LibHashSet is ***thread-safe***, in the sense that all public functions operate *exclusively* on the given `hash_set_t` or `hash_map_t` instance; there is **no** implicit shared "global" state. This means that **no** synchronization is required in multi-threaded applications, provided that each instance is created and accessed only by a ***single*** thread.

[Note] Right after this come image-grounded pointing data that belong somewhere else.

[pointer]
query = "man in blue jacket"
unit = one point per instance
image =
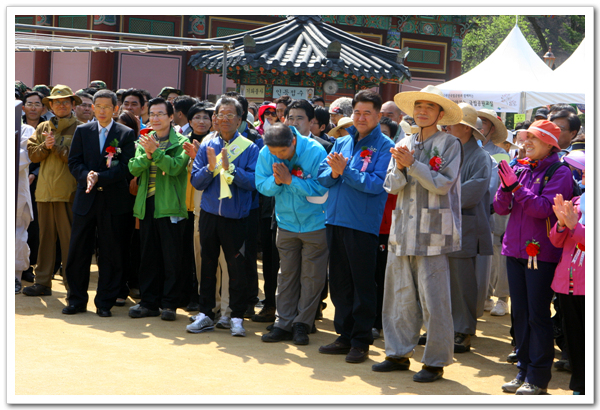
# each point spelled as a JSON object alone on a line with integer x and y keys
{"x": 354, "y": 172}
{"x": 287, "y": 169}
{"x": 224, "y": 170}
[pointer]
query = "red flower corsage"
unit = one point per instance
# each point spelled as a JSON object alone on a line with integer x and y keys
{"x": 532, "y": 248}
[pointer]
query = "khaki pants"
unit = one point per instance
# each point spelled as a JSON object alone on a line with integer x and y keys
{"x": 54, "y": 218}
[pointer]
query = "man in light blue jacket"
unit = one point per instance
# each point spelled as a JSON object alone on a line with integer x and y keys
{"x": 354, "y": 172}
{"x": 287, "y": 169}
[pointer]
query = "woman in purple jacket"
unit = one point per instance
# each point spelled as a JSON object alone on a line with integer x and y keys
{"x": 569, "y": 279}
{"x": 531, "y": 257}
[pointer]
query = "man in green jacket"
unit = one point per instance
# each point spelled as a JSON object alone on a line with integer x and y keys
{"x": 50, "y": 145}
{"x": 160, "y": 163}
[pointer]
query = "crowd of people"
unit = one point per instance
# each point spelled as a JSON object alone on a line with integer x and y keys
{"x": 410, "y": 214}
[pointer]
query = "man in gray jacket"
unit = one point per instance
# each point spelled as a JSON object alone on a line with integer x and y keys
{"x": 475, "y": 175}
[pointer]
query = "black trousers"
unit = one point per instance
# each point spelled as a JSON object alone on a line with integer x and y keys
{"x": 352, "y": 261}
{"x": 380, "y": 276}
{"x": 230, "y": 234}
{"x": 573, "y": 316}
{"x": 161, "y": 276}
{"x": 251, "y": 256}
{"x": 270, "y": 261}
{"x": 111, "y": 243}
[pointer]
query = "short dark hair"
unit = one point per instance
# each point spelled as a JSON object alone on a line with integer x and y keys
{"x": 284, "y": 99}
{"x": 392, "y": 125}
{"x": 368, "y": 96}
{"x": 315, "y": 99}
{"x": 560, "y": 107}
{"x": 106, "y": 94}
{"x": 32, "y": 94}
{"x": 183, "y": 103}
{"x": 242, "y": 100}
{"x": 230, "y": 101}
{"x": 202, "y": 106}
{"x": 301, "y": 105}
{"x": 160, "y": 100}
{"x": 136, "y": 93}
{"x": 278, "y": 135}
{"x": 573, "y": 119}
{"x": 322, "y": 115}
{"x": 130, "y": 120}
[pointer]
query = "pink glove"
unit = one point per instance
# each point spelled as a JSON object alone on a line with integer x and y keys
{"x": 508, "y": 178}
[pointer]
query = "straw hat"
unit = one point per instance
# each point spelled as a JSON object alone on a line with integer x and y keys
{"x": 499, "y": 134}
{"x": 470, "y": 119}
{"x": 61, "y": 91}
{"x": 344, "y": 122}
{"x": 406, "y": 102}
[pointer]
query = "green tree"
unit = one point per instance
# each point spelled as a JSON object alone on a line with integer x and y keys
{"x": 489, "y": 31}
{"x": 575, "y": 31}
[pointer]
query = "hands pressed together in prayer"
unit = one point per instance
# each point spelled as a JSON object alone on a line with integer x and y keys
{"x": 282, "y": 174}
{"x": 565, "y": 212}
{"x": 338, "y": 163}
{"x": 404, "y": 158}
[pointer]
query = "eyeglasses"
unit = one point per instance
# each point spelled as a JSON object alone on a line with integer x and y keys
{"x": 228, "y": 116}
{"x": 61, "y": 102}
{"x": 103, "y": 107}
{"x": 158, "y": 114}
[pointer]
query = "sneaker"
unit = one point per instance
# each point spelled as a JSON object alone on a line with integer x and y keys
{"x": 512, "y": 386}
{"x": 37, "y": 290}
{"x": 300, "y": 334}
{"x": 201, "y": 324}
{"x": 528, "y": 389}
{"x": 168, "y": 314}
{"x": 500, "y": 309}
{"x": 512, "y": 356}
{"x": 462, "y": 342}
{"x": 276, "y": 335}
{"x": 249, "y": 312}
{"x": 224, "y": 322}
{"x": 138, "y": 311}
{"x": 266, "y": 314}
{"x": 237, "y": 326}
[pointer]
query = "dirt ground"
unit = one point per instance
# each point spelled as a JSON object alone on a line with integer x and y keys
{"x": 84, "y": 354}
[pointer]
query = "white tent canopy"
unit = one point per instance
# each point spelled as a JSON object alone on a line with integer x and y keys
{"x": 570, "y": 80}
{"x": 512, "y": 79}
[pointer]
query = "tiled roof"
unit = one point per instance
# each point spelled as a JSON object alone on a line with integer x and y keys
{"x": 306, "y": 44}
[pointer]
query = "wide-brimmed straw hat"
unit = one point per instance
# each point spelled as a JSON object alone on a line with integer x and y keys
{"x": 499, "y": 134}
{"x": 344, "y": 122}
{"x": 406, "y": 102}
{"x": 61, "y": 91}
{"x": 470, "y": 119}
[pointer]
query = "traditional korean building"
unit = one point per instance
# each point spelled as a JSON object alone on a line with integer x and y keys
{"x": 434, "y": 42}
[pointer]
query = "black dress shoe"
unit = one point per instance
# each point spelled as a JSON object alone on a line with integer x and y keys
{"x": 102, "y": 312}
{"x": 72, "y": 309}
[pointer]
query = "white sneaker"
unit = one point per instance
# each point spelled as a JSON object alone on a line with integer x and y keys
{"x": 500, "y": 309}
{"x": 224, "y": 322}
{"x": 201, "y": 324}
{"x": 512, "y": 386}
{"x": 237, "y": 327}
{"x": 529, "y": 389}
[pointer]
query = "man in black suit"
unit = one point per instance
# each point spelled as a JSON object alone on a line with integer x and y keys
{"x": 100, "y": 152}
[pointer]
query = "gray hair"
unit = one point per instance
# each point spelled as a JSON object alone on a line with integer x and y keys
{"x": 230, "y": 101}
{"x": 278, "y": 135}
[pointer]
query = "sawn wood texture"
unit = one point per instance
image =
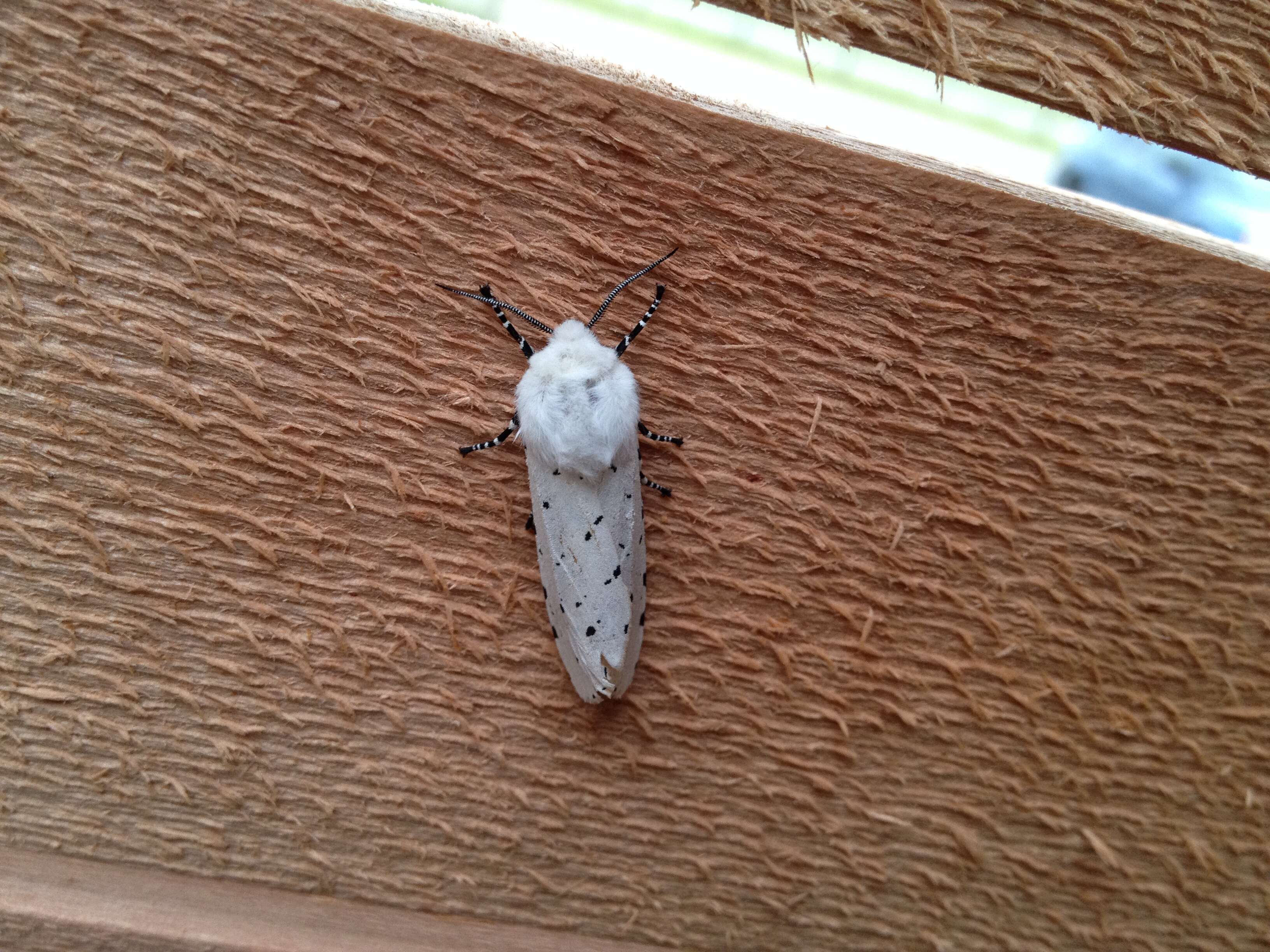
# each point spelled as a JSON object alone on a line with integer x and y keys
{"x": 959, "y": 612}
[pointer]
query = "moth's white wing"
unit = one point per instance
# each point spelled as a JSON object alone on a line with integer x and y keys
{"x": 621, "y": 493}
{"x": 591, "y": 555}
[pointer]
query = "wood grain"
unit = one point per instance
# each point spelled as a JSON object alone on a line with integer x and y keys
{"x": 958, "y": 628}
{"x": 55, "y": 904}
{"x": 1193, "y": 75}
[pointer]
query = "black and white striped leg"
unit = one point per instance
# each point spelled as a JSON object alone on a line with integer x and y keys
{"x": 507, "y": 326}
{"x": 497, "y": 441}
{"x": 649, "y": 483}
{"x": 643, "y": 322}
{"x": 657, "y": 437}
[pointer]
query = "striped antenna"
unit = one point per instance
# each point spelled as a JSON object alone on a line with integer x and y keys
{"x": 615, "y": 291}
{"x": 506, "y": 306}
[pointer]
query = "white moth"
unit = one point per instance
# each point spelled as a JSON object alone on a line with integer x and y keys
{"x": 577, "y": 409}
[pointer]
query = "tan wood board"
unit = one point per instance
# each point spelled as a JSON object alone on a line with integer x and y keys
{"x": 49, "y": 904}
{"x": 958, "y": 624}
{"x": 1191, "y": 75}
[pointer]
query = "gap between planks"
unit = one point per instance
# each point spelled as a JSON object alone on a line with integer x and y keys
{"x": 55, "y": 903}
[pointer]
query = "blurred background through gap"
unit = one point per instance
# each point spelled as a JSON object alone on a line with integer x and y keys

However, LibHashSet does **nothing** to synchronize access to a particular `hash_set_t` or `hash_map_t` instance! Consequently, in situations where the *same* instance needs to be shared across *multiple* concurrent threads, the calling application is responsible for serializing all access to the "shared" instance, e.g. by using a [*mutex*](https://pubs.opengroup.org/onlinepubs/007908799/xsh/pthread_mutex_lock.html) lock!
This section describes how to build LibHashSet from the source codes.
Windows
-------
On Microsoft Windows, project/solution files are provided to build LibHashSet with [Microsoft Visual Studio](https://visualstudio.microsoft.com/).
LibHashSet also can be built using *GCC* or *Clang* via [MSYS2/Mingw-w64](https://www.msys2.org/) or [Cygwin](https://www.cygwin.com/). Be sure that *GCC* (or *Clang*) and *GNU make* are installed. Then run `make` from the project base directory, in the MSYS2 (or Cygwin) shell!
Linux and *BSD
------------------
On Linux or *BSD, building LibHashSet with *GCC* or *Clang* is recommended. Also *GNU make* is required to build.
Simply run `make` (or `gmake`, if on *BSD) from the project base directory. That's it!